Realizing that almost every single weird thought or idea I've ever had was had by so many other people was kind of reassuring. That and the super informed people who were experts on literally anything you could ask(most of the time).
And the inside jokes and reddit celebs like shittymorph and shittywatercolour.

[–] [email protected] 1 points 1 year ago

That and the super informed people who were experts on literally anything you could ask(most of the time)

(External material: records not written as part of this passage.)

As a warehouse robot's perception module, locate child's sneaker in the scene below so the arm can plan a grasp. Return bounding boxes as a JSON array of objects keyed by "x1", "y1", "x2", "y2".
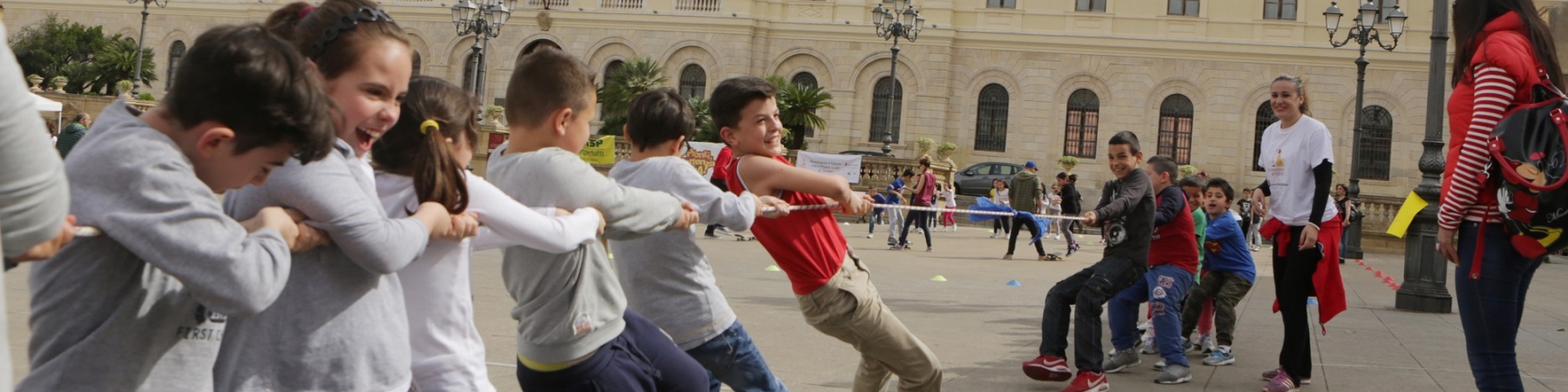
[
  {"x1": 1105, "y1": 348, "x2": 1143, "y2": 373},
  {"x1": 1264, "y1": 368, "x2": 1313, "y2": 386},
  {"x1": 1264, "y1": 372, "x2": 1301, "y2": 392},
  {"x1": 1024, "y1": 356, "x2": 1072, "y2": 381},
  {"x1": 1203, "y1": 345, "x2": 1235, "y2": 367},
  {"x1": 1062, "y1": 370, "x2": 1110, "y2": 392},
  {"x1": 1154, "y1": 365, "x2": 1192, "y2": 384}
]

I'm going to let you in on a secret: what was actually happening most of the time was that random pontificating dicks would authoritatively make shit up on topics they read about once. It became easier to tell if you spent time with subjects you knew a lot about. It reminded me of this, where Michael Crichton was talking about his friend Murray Gell-Mann and a trend they had both noticed in newspapers:

Briefly stated, the Gell-Mann Amnesia effect is as follows. You open the newspaper to an article on some subject you know well. In Murray's case, physics. In mine, show business. You read the article and see the journalist has absolutely no understanding of either the facts or the issues. Often, the article is so wrong it actually presents the story backward—reversing cause and effect. I call these the "wet streets cause rain" stories. Paper's full of them. In any case, you read with exasperation or amusement the multiple errors in a story, and then turn the page to national or international affairs, and read as if the rest of the newspaper was somehow more accurate about Palestine than the baloney you just read. You turn the page, and forget what you know.